25 years after Exxon Valdez, oil spills ain’t what they used to be
As I’m sure you’ve noticed, if you are the sort of person who likes to relax on the weekend by reading about past environmental catastrophes, this Monday is the 25th anniversary of the Exxon Valdez oil spill.
Happy anniversary, Exxon Valdez oil spill! If we were married, we would give you silver. But we’re not married, except in that way we all are inextricably bound together in a global web of shared ecology. In which case you probably wouldn’t want silver anyway, because of the downstream effects, so let’s just keep it at congratulations.
So: 25 years after Capt. Joseph J. Hazelwood downed several vodkas and left the Valdez poised to strike Prince William Sound’s Bligh Reef at four minutes after midnight, what is the spill’s environmental legacy?

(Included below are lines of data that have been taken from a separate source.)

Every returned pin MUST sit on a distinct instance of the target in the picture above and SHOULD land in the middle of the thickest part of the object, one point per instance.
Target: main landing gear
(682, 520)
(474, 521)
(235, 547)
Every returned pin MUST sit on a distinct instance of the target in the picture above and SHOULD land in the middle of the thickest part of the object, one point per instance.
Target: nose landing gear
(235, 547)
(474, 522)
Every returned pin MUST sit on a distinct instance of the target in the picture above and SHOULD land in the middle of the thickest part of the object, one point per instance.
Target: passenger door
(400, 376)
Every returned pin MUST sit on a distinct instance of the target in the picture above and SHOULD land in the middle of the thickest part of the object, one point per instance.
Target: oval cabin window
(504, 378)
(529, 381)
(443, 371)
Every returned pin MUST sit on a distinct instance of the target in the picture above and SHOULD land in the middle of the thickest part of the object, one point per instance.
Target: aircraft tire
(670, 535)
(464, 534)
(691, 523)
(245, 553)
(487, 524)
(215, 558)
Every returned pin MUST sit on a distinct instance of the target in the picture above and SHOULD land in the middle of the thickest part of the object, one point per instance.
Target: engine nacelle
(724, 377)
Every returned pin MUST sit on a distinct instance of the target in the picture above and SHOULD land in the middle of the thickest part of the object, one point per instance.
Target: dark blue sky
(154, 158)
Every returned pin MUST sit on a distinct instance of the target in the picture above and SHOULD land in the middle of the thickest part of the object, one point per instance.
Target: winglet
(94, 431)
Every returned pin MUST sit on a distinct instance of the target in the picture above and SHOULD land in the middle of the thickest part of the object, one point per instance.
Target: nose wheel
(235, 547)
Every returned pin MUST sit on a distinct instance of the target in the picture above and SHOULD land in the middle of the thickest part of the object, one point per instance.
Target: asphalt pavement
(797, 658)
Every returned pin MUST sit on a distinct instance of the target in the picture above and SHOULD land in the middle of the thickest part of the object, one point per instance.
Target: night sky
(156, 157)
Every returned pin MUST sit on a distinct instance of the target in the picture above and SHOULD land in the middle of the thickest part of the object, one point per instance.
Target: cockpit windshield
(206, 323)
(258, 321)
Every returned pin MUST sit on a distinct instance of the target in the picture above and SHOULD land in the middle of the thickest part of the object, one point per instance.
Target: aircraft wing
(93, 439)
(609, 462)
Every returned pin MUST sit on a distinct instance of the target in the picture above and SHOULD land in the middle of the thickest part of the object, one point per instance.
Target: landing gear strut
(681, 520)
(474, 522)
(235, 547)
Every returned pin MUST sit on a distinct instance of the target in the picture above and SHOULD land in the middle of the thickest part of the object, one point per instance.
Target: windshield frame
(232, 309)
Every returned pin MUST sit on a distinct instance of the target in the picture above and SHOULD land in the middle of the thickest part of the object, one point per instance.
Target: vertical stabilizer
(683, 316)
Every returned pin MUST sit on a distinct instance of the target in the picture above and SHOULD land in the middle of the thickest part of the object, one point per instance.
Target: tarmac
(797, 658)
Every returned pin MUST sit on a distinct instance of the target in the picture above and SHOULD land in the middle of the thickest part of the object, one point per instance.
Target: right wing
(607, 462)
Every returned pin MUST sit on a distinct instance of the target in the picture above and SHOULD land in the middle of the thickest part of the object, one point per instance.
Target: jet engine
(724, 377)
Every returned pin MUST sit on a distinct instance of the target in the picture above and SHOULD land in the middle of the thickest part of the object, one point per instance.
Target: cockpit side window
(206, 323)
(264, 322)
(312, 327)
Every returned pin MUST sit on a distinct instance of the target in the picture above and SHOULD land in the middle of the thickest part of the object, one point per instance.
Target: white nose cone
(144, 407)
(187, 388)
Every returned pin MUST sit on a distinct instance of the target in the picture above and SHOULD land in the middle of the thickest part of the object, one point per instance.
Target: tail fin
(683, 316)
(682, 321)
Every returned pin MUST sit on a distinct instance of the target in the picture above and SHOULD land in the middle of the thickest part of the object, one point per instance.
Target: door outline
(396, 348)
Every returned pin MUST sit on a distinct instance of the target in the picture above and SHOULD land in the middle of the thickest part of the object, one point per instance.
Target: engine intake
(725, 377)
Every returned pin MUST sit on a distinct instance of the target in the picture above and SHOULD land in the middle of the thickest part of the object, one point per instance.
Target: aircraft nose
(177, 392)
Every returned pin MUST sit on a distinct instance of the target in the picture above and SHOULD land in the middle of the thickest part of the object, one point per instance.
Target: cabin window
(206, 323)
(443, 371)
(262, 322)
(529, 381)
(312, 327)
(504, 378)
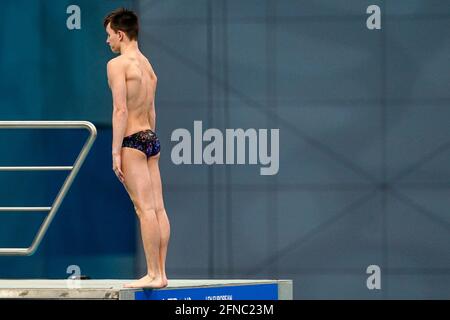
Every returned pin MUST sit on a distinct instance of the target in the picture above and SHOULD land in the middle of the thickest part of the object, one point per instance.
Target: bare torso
(141, 87)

Money, mostly. There were some changes in safety measures — ships that carry oil to the United States need to have double rather than single hulls these days. Some have argued that this is unfair — that the real issue at play is how drunk the person piloting the tanker is, rather than how many hulls the tanker has. But it is true that because of the Valdez, single-hulled tankers are now banned from U.S. ports, though they still deliver crude to other countries. The Valdez itself was actually repaired and was delivering crude to east Asia as recently as five years ago. The otters of Valdez have recovered, reportedly. The herring — or rather, their tiny hearts — seem to be having a harder time of it. The spill also may have been a tipping factor in keeping Congress from approving drilling in the Alaskan National Wildlife Refuge.
But the main legacy that environmentalists produced in the wake of the Exxon Valdez was 1990’s Oil Pollution Act. The act set up a structure for oil spill response (mostly, local fishermen trained to respond to oil spills by using air quality equipment, booms, and skimmers) and an Oil Spill Liability Trust Fund, which can provide up to $1 billion worth of cleanup for any “oil liability incident.”

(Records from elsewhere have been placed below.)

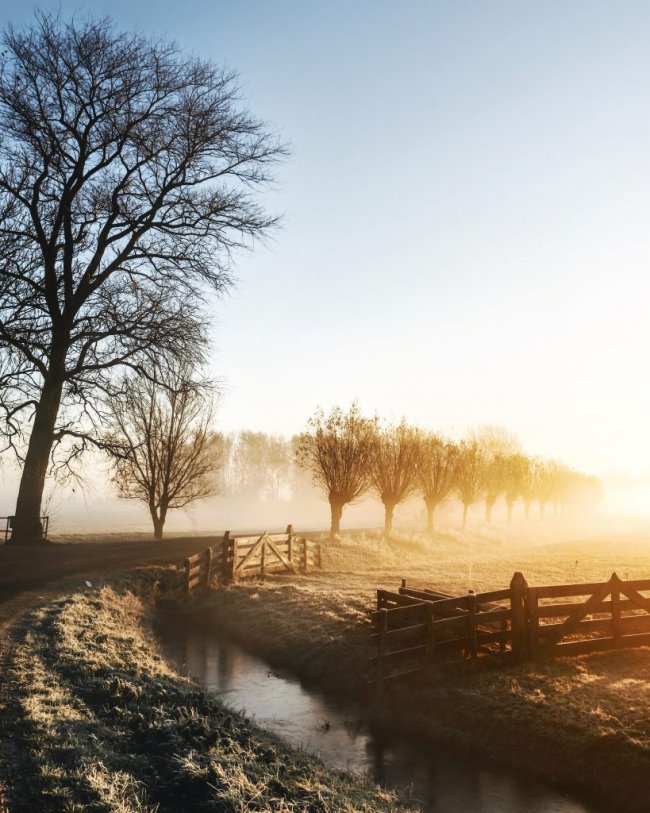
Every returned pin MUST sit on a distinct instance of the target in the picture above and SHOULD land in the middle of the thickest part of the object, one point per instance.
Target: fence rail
(240, 557)
(416, 629)
(9, 524)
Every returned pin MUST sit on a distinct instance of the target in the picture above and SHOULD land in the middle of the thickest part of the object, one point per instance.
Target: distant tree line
(351, 456)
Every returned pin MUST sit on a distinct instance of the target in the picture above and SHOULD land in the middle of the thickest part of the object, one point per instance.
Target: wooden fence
(239, 557)
(417, 629)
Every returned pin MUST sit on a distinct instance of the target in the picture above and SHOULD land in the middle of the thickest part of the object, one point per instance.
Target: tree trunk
(27, 528)
(431, 506)
(389, 509)
(336, 506)
(158, 517)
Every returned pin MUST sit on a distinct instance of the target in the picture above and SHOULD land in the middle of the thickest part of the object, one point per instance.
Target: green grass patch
(100, 722)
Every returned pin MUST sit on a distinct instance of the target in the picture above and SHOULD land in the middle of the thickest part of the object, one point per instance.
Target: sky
(466, 215)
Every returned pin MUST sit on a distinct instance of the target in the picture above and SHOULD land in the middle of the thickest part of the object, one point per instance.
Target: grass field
(97, 722)
(583, 723)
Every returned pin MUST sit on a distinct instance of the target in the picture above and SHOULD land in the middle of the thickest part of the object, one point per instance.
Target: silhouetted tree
(516, 476)
(437, 462)
(125, 177)
(470, 475)
(338, 449)
(496, 442)
(393, 466)
(164, 451)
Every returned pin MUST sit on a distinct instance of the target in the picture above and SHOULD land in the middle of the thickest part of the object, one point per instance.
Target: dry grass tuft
(103, 724)
(583, 722)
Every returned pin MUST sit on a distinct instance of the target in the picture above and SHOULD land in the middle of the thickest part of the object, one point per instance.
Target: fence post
(533, 621)
(290, 542)
(188, 565)
(471, 623)
(228, 558)
(616, 610)
(431, 641)
(208, 570)
(381, 644)
(518, 590)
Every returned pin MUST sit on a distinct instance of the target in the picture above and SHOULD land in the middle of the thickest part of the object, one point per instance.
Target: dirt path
(32, 575)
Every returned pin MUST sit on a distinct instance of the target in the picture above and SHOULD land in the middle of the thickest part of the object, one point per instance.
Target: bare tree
(164, 451)
(338, 449)
(497, 443)
(470, 475)
(516, 479)
(393, 466)
(126, 179)
(435, 471)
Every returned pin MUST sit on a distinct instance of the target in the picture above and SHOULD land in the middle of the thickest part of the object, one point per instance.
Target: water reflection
(438, 783)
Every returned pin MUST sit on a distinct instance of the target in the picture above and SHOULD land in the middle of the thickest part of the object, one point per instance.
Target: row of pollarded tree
(351, 455)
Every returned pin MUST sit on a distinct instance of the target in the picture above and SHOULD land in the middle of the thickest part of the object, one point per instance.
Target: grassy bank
(581, 723)
(94, 720)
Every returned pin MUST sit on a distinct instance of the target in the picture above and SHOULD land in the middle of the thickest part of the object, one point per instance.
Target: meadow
(98, 720)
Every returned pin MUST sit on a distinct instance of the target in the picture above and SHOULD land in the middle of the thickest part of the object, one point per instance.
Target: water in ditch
(436, 782)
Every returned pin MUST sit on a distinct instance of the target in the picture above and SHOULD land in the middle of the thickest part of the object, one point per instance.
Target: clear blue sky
(467, 214)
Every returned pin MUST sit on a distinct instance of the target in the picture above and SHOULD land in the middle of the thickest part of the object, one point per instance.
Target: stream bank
(578, 724)
(95, 720)
(340, 733)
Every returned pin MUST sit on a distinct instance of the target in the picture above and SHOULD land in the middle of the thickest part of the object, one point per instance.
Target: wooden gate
(614, 615)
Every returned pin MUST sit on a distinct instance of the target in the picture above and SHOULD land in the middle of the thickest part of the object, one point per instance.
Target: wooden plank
(496, 637)
(493, 595)
(637, 584)
(635, 623)
(286, 563)
(561, 590)
(399, 632)
(548, 633)
(616, 611)
(576, 615)
(635, 597)
(278, 538)
(381, 645)
(424, 595)
(400, 654)
(471, 625)
(533, 620)
(493, 615)
(250, 553)
(386, 597)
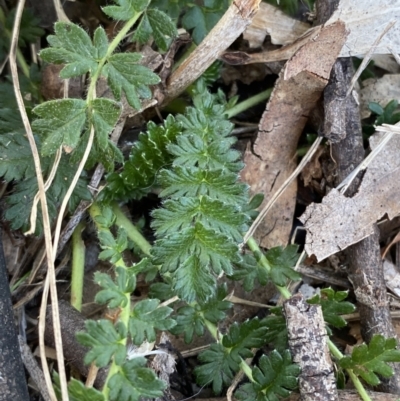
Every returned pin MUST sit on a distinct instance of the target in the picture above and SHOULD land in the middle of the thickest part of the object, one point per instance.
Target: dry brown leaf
(269, 20)
(273, 157)
(381, 90)
(366, 20)
(339, 222)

The trust fund is financed by a tax on crude, and this is where it gets interesting. The tax applies to the kind of crude that spilled out of the Valdez, but not the kind that makes up your modern, red-blooded American oil spill. Dilbit — the heavy, solvent-laced tar sands crude that oozed into the Kalamazoo River in 2010 and across Mayflower, Ark., in 2013 doesn’t count, technically, as “oil.”
The trust fund has been dipped into to cover these cleanups, but the kind of oil that caused them was never taxed to begin with, meaning that the fund is likely to run short in the future, if tar-sands crude — which was just a small player in the oil game when the Valdez hit that reef — isn’t folded into the current definition of what “oil” is.
Another legacy of the Oil Pollution Act was that oil spill response training isn’t evenly distributed. The fishermen of Cordova, Alaska, may be well-trained to respond to another spill like the Valdez. But the domestic oil boom in America and Canada since the Valdez spill suggest that the largest environmental risks will be occurring along the routes where crude is transported inland — through pipelines, along freight lines, and on boats moving across the Great Lakes, particularly Lake Superior.
Tom Crane, the deputy director of the Great Lakes Commission, an alliance of eight states and two Canadian provinces that seeks to mitigate any risks to the water quality of the Great Lakes, recently told the investigative nonprofit Wisconsin Watch that oil-spill response funding is underfunded in the area. The last EPA conference for freshwater spills, scheduled for 2012, was cancelled, and funding for equipment and training is also minimal.
A report published this summer by the U.S. Coast Guard’s research and development division was remarkably blunt about the agency’s lack of knowledge in dealing with underwater spills, especially spills involving the heavy crude that is coming from tar-sands extraction. It sinks, and no spill response team is entirely sure how to deal with that — booms and dispersants don’t work well.
“Current methods,” the report reads, “are inadequate to find and recover submerged oil, with responders having to reinvent the techniques on each occasion.” Regional Response Team 5, which is responsible for spills in Wisconsin, Indiana, Illinois, Michigan, Minnesota, and Ohio, has never done any exercises involving submerged oil.
A lot has changed in 25 years. For decades following the spill, America tried to mitigate its oil risk in ways that made for fewer spills domestically, but arguably, just pushed the risks overseas. Exxon called it quits on sponsoring a ride at DisneyWorld. And today we produce crude — a lot — instead of just importing it. If America is serious about producing its own oil, instead of importing it, then it’s also going to have to change its idea of what an oil spill looks like, and prepare for that new reality.